I grab my bag and walk right out of the class. A part of me hates to give him the satisfaction, but I can’t do it today. And even as I tell myself not to think about his words, something still pulls me to the arena.
Hockey practice is loud and in full swing, and I spot him instantly.
Maybe because I’ve memorized how his body moves on skates.
Or how Dylan’s presence fills the whole space, larger than the arena itself.
He’s fast, ruthless on the ice, maneuvering around the cones with the puck glued to his stick, slamming into defenders, firing shots into the net.

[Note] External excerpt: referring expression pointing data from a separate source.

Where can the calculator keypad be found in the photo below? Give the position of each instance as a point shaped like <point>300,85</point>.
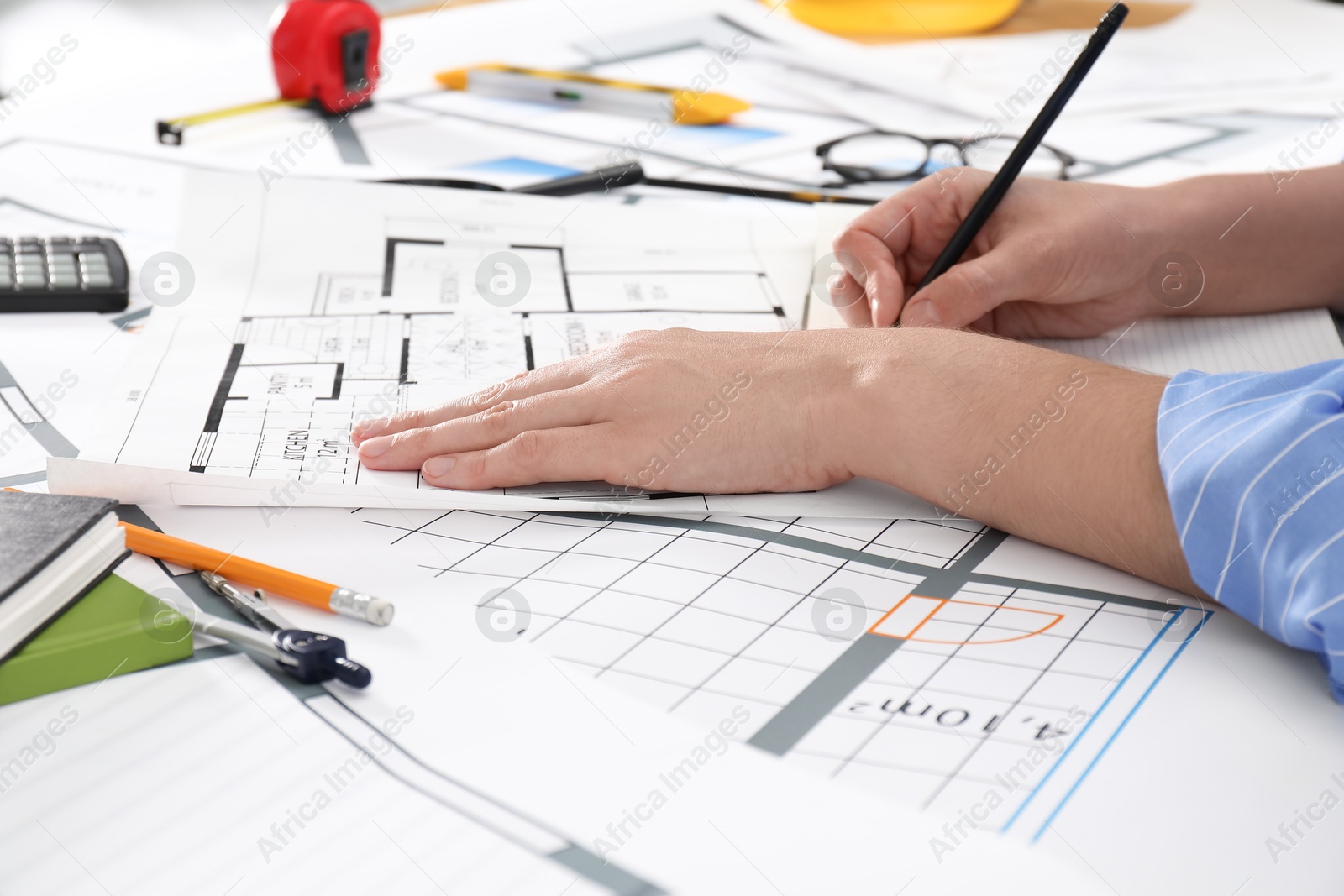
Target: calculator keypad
<point>60,273</point>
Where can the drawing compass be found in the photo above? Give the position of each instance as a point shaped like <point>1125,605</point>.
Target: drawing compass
<point>308,656</point>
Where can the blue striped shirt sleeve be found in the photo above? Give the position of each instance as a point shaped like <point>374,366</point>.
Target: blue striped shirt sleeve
<point>1254,470</point>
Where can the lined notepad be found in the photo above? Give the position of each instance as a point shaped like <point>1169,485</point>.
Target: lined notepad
<point>1215,344</point>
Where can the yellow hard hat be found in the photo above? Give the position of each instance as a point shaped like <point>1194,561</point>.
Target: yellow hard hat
<point>916,18</point>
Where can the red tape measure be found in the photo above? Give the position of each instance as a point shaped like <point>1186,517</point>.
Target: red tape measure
<point>326,55</point>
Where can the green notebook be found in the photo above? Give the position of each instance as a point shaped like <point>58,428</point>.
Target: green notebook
<point>114,629</point>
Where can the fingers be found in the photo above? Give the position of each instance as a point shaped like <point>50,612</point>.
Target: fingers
<point>499,423</point>
<point>549,379</point>
<point>965,293</point>
<point>871,264</point>
<point>568,454</point>
<point>848,298</point>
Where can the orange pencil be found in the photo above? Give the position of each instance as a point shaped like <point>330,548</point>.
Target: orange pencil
<point>259,575</point>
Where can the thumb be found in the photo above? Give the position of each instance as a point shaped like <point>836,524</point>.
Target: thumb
<point>964,295</point>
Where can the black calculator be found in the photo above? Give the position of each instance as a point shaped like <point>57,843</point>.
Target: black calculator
<point>62,275</point>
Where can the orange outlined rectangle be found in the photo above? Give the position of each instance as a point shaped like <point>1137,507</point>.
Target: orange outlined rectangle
<point>904,620</point>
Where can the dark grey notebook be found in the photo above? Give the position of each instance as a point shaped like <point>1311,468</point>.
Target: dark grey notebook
<point>38,528</point>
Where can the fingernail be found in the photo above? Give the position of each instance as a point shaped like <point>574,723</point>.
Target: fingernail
<point>437,466</point>
<point>922,315</point>
<point>374,449</point>
<point>371,427</point>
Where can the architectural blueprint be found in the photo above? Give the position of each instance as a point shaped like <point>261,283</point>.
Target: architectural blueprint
<point>873,652</point>
<point>248,394</point>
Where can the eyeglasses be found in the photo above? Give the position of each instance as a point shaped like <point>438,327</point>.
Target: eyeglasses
<point>887,155</point>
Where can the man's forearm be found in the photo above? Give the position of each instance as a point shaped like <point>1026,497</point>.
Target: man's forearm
<point>1261,242</point>
<point>1048,446</point>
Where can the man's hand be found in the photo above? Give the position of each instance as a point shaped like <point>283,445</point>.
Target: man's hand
<point>672,410</point>
<point>1055,258</point>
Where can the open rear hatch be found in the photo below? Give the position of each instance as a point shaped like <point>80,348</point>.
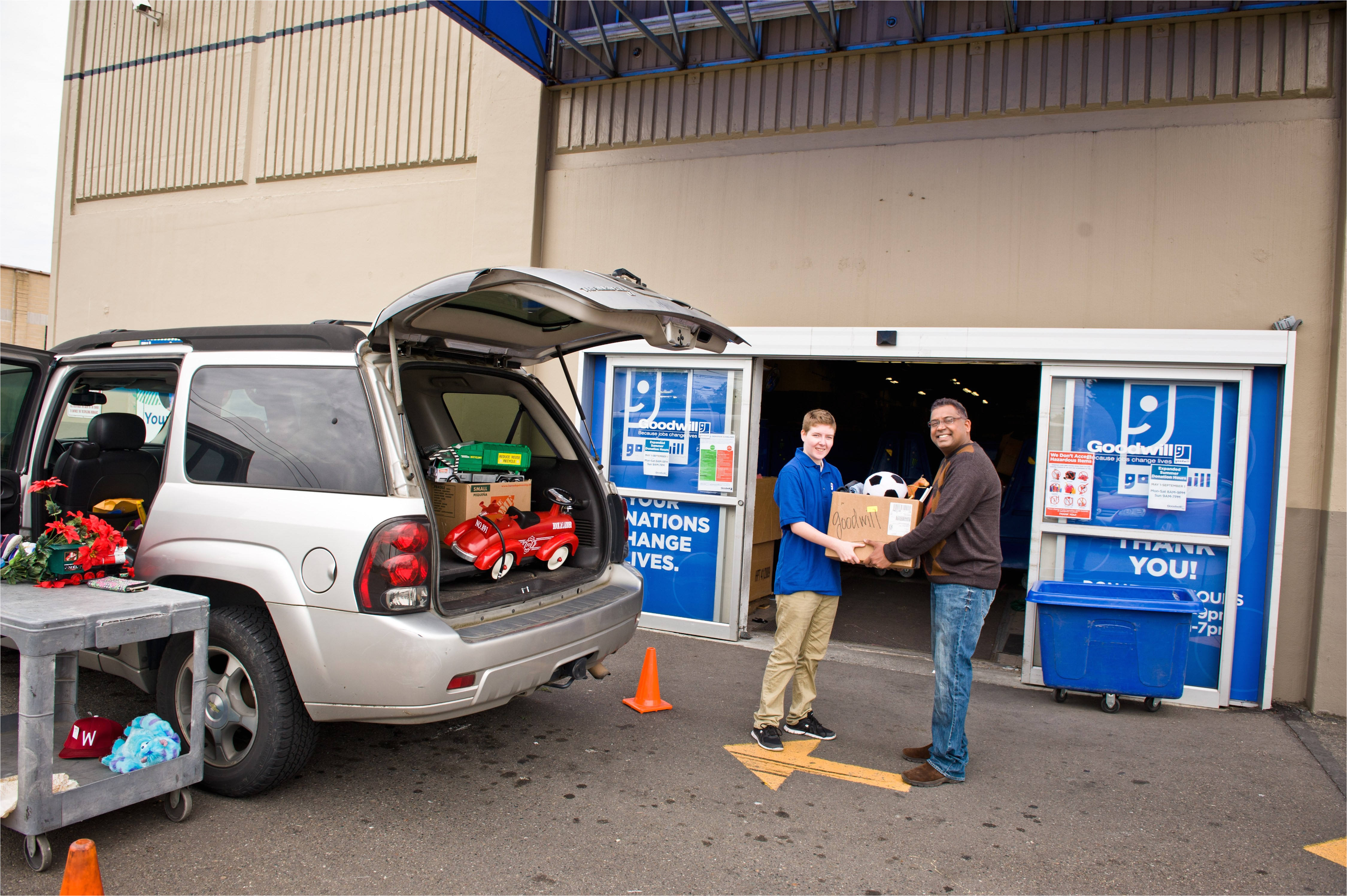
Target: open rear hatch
<point>519,317</point>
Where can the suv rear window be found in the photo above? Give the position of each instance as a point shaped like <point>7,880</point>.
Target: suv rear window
<point>283,428</point>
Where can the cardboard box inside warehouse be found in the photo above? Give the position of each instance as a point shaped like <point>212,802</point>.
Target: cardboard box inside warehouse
<point>882,411</point>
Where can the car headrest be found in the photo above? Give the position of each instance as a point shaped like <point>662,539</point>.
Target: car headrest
<point>118,432</point>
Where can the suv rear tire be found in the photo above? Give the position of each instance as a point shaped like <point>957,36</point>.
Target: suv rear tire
<point>258,732</point>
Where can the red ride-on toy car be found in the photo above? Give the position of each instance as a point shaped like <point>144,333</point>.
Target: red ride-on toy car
<point>499,541</point>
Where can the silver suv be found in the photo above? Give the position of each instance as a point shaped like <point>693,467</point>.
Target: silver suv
<point>290,488</point>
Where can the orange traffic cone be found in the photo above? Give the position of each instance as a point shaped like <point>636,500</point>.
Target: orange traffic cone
<point>83,878</point>
<point>648,689</point>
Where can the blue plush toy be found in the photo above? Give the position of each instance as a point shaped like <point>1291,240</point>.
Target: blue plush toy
<point>150,740</point>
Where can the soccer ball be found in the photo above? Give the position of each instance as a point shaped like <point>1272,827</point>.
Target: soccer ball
<point>885,484</point>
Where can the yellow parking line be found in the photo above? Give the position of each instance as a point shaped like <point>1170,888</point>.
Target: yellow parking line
<point>1334,851</point>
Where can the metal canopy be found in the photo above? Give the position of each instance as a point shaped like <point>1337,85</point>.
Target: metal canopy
<point>578,41</point>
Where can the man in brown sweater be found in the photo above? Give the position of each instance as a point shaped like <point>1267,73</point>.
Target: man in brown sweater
<point>960,543</point>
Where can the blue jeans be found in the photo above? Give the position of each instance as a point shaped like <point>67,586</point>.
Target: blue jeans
<point>957,613</point>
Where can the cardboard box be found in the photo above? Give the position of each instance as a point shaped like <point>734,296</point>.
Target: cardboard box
<point>767,515</point>
<point>763,570</point>
<point>856,518</point>
<point>457,502</point>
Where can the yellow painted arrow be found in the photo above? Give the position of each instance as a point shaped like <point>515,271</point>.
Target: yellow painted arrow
<point>774,769</point>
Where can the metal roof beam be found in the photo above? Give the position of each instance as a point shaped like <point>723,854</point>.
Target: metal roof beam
<point>735,30</point>
<point>675,54</point>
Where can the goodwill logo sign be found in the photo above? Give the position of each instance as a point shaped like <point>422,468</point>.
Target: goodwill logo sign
<point>675,546</point>
<point>1159,565</point>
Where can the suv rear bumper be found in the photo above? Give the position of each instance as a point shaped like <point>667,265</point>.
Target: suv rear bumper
<point>511,659</point>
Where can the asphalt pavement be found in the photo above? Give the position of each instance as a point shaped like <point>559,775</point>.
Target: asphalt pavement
<point>573,793</point>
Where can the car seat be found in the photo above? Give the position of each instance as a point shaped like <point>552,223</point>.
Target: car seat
<point>110,464</point>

He looks happy. Exactly where he belongs, doing another thing he’s great at. All I have is skating, and that means I’ve let him into every aspect of my life. The thought of doing it without him makes my chest burn.
Sometimes there’s a rare occurrence where you’re lucky enough to achieve the thing you’ve dreamed of.
But even if I take the accident out of the equation, it’s hard to pinpoint whether I’ve achieved my dream or if I’m still trying to find it.
It feels like I have to choose between being happy and my dream, when all this time, I thought they were the same thing.
The weight of the loss hits me then. I have to be better on my own. And there’s only one way I know how to do that.